Gastroparesis means disturbed stomach motility, where the stomach loses it’s ability to empty into the duodenum. Symptoms range from mild to serious and can last for a shorter or longer period of time. Gastroparesis results in vomiting, epigastric pain, feeling of fullness and early satiety, abdominal distension and weight loss.
There is a lack of studies that examine what foods are better tolerated, so here we mention the most important guidelines for nutrition.
The volume of food – Avoid heavy meals. Abundant meals are slowly emptied from the stomach, thus it is very important to reduce the amount of food in a single meal. Eat more often and take 6-8 small meals throughout the day.
Food consistency – It is better to consume more liquids, soft and mashed foods.
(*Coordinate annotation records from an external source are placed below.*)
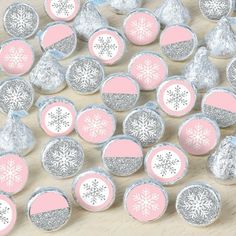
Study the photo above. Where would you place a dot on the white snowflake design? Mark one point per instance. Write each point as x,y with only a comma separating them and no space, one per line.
198,136
145,202
147,72
94,192
141,29
16,58
177,97
95,125
10,173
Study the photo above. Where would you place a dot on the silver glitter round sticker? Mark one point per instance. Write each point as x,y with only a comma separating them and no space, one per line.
215,9
62,157
122,155
45,216
145,124
21,20
85,75
120,92
16,94
199,204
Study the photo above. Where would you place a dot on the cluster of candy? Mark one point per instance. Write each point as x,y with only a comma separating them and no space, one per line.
122,155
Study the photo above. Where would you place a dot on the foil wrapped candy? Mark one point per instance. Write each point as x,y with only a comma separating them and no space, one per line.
15,136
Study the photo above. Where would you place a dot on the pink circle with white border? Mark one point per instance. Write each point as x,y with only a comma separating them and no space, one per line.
69,118
161,154
148,69
90,202
141,27
16,57
13,173
114,40
95,125
198,136
135,202
52,8
176,97
11,214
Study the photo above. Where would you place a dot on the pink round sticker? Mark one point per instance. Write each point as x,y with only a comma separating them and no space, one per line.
141,27
198,135
13,173
8,214
107,44
94,190
146,200
64,10
148,69
166,163
57,118
95,124
176,96
16,57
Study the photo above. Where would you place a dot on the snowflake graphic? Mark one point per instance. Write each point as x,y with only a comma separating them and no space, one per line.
94,192
146,202
198,136
141,29
10,173
95,125
147,72
176,97
16,58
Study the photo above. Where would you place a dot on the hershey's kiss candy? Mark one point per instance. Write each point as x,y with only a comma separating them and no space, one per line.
172,12
16,94
85,75
215,9
49,209
48,76
125,6
88,21
222,163
120,92
198,204
94,190
15,136
201,71
62,157
146,200
8,214
145,124
220,105
221,40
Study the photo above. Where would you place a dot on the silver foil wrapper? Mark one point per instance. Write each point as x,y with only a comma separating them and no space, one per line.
173,12
48,76
221,40
201,71
15,136
125,6
222,163
88,21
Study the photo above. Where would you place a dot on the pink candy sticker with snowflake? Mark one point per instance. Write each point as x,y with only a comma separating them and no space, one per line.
141,27
94,191
176,96
13,173
16,57
8,214
148,69
199,135
166,163
108,45
64,10
96,124
146,201
58,118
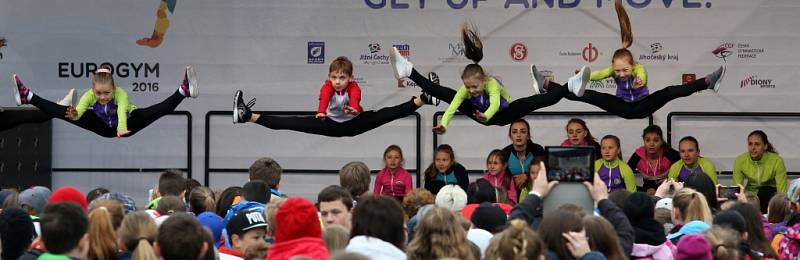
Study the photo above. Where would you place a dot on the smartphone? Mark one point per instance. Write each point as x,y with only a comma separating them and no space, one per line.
569,163
728,191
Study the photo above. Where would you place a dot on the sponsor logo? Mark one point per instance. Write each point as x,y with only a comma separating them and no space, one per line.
405,51
548,75
374,57
455,53
608,83
688,77
588,53
316,52
657,53
518,52
755,81
3,42
741,50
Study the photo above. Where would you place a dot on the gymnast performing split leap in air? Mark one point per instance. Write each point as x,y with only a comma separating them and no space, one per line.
113,115
488,101
339,112
633,99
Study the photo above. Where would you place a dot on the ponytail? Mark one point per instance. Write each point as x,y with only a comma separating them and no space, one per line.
144,251
625,33
692,205
518,242
102,238
624,24
138,232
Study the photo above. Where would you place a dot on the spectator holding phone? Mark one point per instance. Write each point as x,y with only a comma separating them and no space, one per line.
762,167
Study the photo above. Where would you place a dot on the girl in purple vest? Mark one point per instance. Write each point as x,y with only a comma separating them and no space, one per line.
112,114
633,99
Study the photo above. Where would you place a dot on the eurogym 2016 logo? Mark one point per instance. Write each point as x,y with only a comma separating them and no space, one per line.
374,57
316,53
755,81
589,53
518,52
405,51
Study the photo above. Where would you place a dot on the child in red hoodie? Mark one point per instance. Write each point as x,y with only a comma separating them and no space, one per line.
298,232
339,112
393,180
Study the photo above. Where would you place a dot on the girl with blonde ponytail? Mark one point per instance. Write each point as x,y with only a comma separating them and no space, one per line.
633,99
112,114
136,236
102,238
517,242
487,100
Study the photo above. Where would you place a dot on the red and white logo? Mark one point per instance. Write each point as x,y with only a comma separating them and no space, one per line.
590,53
518,52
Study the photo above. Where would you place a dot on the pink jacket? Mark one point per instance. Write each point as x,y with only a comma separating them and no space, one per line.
393,184
500,182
The blender can be used often. Semi-liquid foods will empty the stomach faster. Avoid foods that are solid and very fatty. In any case, the food eaten must be chewed well.
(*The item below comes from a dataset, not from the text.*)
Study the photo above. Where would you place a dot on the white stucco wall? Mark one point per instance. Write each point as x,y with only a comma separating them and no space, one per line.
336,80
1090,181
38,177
Fiber (from fruits, vegetables, grains) – Fiber may slow gastric emptying and quickly fill the stomach which leave less room for food that is better tolerated. Sometimes a bezoar forms – a mixture of fibers that is stuck in the stomach. For patients who have had a bezoar, it is very important to restrict fiber.
Fats – Fats can slow gastric emptying in some people, but most people tolerate fats in liquid meals. It is advisable to consume cow milk as well as plant derived milks, various milk drinks, milkshakes, and powdered nutritional supplements that are prepared with liquids. Unless fats cause problems, they should not be limited. Oils that are in liquid form are well tolerated and are excellent source of calories for those who have problems maintaining weight.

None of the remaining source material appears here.